AFM dan ibunya lantas mengantarkan AH hingga ke Pelabuhan Sofifi dan memastikan ia naik mobil lintas ke Haltim. Pasalnya, saat itu AH kerap menangis dan berhalusinasi bertemu arwah.
“Tapi ternyata sopir lintas mengabari saksi bahwa pelaku tidak sampai ke Maba. Ia minta diturunkan di Ekor, entah apa alasannya. Saksi sempat berkomunikasi dengan pelaku menanyakan kenapa ia tidak ke Maba. Setelah itu tidak ada komunikasi lagi,” terang Rusdi.
Lalu pada 4 Agustus 2025, AFM mendapat kabar bahwa suaminya telah menyerahkan diri ke polisi dan mengaku sebagai pembunuh Tiwi. AFM langsung syok berat, sebab orang yang membunuh rekannya selama ini adalah orang yang hidup bersamanya.

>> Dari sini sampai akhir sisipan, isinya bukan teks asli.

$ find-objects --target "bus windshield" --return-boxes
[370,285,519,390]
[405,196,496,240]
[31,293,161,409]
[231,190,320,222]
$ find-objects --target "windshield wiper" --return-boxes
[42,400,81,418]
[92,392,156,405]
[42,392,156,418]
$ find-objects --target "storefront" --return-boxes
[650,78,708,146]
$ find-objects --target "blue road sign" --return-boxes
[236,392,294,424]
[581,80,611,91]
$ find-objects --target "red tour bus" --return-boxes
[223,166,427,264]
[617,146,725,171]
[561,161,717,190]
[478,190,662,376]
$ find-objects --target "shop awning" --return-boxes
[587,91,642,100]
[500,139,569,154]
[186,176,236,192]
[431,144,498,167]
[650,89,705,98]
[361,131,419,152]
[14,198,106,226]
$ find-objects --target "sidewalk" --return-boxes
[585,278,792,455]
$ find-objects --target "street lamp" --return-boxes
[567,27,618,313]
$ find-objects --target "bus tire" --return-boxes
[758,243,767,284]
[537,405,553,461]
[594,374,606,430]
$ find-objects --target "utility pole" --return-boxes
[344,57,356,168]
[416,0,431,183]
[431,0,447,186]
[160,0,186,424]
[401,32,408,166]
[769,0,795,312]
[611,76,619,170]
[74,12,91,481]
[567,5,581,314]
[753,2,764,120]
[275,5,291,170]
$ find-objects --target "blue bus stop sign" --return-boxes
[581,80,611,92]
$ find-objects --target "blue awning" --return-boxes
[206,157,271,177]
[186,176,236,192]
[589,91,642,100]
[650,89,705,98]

“Jadi pelaku awalnya menghubungi mantan Kepala BPS Haltim meminta ditemani ke kantor polisi untuk memberikan informasi soal kematian korban. Nah istri mantan Kepala BPS ini yang mengabarkan kepada saksi bahwa pelaku akhirnya menyerahkan diri,” ungkap Rusdi.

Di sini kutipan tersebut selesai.